It’s often said that the demand for technology drives the level of health care spending in the United States. This argument may be completely backward, thus focusing our health care debate on symptoms while ignoring the underlying maladies.

The United States spends more on health care per capita, and as a share of gross domestic product, than any other country. Yet, compared to other advanced countries, we use smaller quantities of most resources — shorter hospital stays, fewer doctors and nurses, etc.

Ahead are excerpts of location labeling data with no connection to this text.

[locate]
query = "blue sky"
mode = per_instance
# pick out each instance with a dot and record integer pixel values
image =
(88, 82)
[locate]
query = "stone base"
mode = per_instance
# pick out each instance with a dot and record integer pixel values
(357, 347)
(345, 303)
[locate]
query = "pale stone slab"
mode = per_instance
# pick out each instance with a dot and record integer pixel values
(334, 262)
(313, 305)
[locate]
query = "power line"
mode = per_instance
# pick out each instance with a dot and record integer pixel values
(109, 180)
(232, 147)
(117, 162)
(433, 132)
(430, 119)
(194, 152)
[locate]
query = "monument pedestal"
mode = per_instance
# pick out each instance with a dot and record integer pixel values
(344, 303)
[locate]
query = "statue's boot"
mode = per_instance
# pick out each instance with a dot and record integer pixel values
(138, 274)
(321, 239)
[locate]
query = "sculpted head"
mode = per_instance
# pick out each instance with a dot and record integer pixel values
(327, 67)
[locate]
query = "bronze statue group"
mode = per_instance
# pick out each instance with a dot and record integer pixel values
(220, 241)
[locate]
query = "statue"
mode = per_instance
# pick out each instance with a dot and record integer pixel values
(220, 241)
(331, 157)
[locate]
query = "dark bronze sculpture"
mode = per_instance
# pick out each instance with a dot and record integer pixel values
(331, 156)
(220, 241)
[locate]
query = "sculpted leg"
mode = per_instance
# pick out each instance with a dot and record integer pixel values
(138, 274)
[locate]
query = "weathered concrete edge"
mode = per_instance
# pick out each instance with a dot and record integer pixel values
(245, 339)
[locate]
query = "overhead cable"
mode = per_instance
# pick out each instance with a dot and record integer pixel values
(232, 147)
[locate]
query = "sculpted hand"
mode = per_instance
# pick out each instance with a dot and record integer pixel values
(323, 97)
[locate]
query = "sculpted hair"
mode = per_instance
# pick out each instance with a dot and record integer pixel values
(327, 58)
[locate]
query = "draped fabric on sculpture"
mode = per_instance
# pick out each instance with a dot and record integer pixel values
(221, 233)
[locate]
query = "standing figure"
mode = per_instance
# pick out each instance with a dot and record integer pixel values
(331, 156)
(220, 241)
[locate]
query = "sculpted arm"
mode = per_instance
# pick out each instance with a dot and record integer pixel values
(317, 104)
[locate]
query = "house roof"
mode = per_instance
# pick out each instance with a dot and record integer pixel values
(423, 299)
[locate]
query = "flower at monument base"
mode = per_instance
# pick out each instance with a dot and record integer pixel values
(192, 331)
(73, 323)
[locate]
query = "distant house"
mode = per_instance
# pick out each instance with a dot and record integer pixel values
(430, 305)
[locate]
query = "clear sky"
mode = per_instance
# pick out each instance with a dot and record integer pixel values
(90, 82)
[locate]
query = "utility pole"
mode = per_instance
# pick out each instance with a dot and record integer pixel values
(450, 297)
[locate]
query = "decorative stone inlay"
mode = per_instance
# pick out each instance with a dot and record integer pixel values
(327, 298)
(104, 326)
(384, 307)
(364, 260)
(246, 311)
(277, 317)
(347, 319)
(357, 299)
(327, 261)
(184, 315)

The one area where we spend much more is technology, and especially when it comes to the latest and best technology.

(By the way, while American health care has plenty of problems, it does not, as some contend, yield worse outcomes than other countries. More on that another day.)

From these facts, many conclude several things: First, we spend too much on health. Second, new technologies cause this purported overspending. Third, if government restricts technology prices and quantities, this will reduce overall health care spending. All of these claims are suspect. To explain why, let’s begin with an analogy — my spending on consumer electronics.

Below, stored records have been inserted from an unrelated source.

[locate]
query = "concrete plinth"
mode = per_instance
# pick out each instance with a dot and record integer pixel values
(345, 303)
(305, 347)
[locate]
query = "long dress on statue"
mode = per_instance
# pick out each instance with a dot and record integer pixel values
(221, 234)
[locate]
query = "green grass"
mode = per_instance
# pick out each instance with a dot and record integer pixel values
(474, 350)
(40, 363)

In 1983, with a modest income, I purchased a Kaypro II computer and some peripherals for around $3,000 ($7,500 in today’s money). Over the next decade, I bought a CD player and a few other inexpensive items. Gradually, my income grew, and the cost of computing plunged astronomically. My iPad 2 cost around $500. In 1983, an iPad’s computing power would have cost roughly $100,000,000. ($100,000,000,000,000 in 1950.)

Plunging electronics prices didn’t cut my spending, however — either in raw amounts or as a percentage of my income. Today, I buy multiple computers, smartphones, musical instruments, televisions, audio equipment and medical devices, not to mention cable and streaming services to feed them.

New technologies don’t cause me to buy these things. I decide each year how much to save for the future and how much to spend on consumables. As Moore’s Law pushes the cost of electronics down, my spending doesn’t drop; I just buy more stuff with vastly greater computing power.

Spending a greater percentage of income on electronics today than I did in the 1980s isn’t a problem. If I stopped saving for the future and spent it even more on electronics, I couldn’t blame technology. It would simply be my spendthrift habits, leading to more electronics purchases.

So it is with health care. Health care is not getting more expensive. (A human genome scan cost around $1,000,000,000 in 2000; today, it’s just over $1,000.) Like my electronics purchases, Americans simply choose to spend more on health care. If the government forced drug and device companies to sell their wares for less, it’s likely that we would simply buy more of it — or buy other things.

Our health care spending habits begin with our incomes. Then we Americans decide how much to save. Forty years ago, our savings were similar to those of other advanced countries, and our health care spending wasn’t too different, either. Since then, we’ve decided to save less, thus increasing our consumption of everything, including health care. Just as I spent more on electronics as my income increased, so we Americans — wealthier than ever — spend more on health care. We’ll spend less on health care and medical technologies when we decide to save more, and probably not until then.

Meanwhile, government efforts to contain health care spending may have the effect of preventing the costs of care from declining the way costs have dropped in information technology. If Medicare says, “We’ll pay $100,000 for a cardiac bypass and no more!” the long-term effect may be to assure providers that a bypass won’t drop below $100,000. Then, why would any hospital provide them for less when $100,000 is guaranteed?

In contrast, consider the Narayana hospitals in India. With no such guaranteed floor of payments, Narayana has pushed the costs of a bypass down to the $1,000-$2,000 range. And their success rates exceed those of American or other Western hospitals. Narayana’s hospital in the Cayman Islands does bypasses for just over $30,000.

America needs to rethink its priorities in health care. More centralized control — Medicare-style — won’t likely do what we imagine.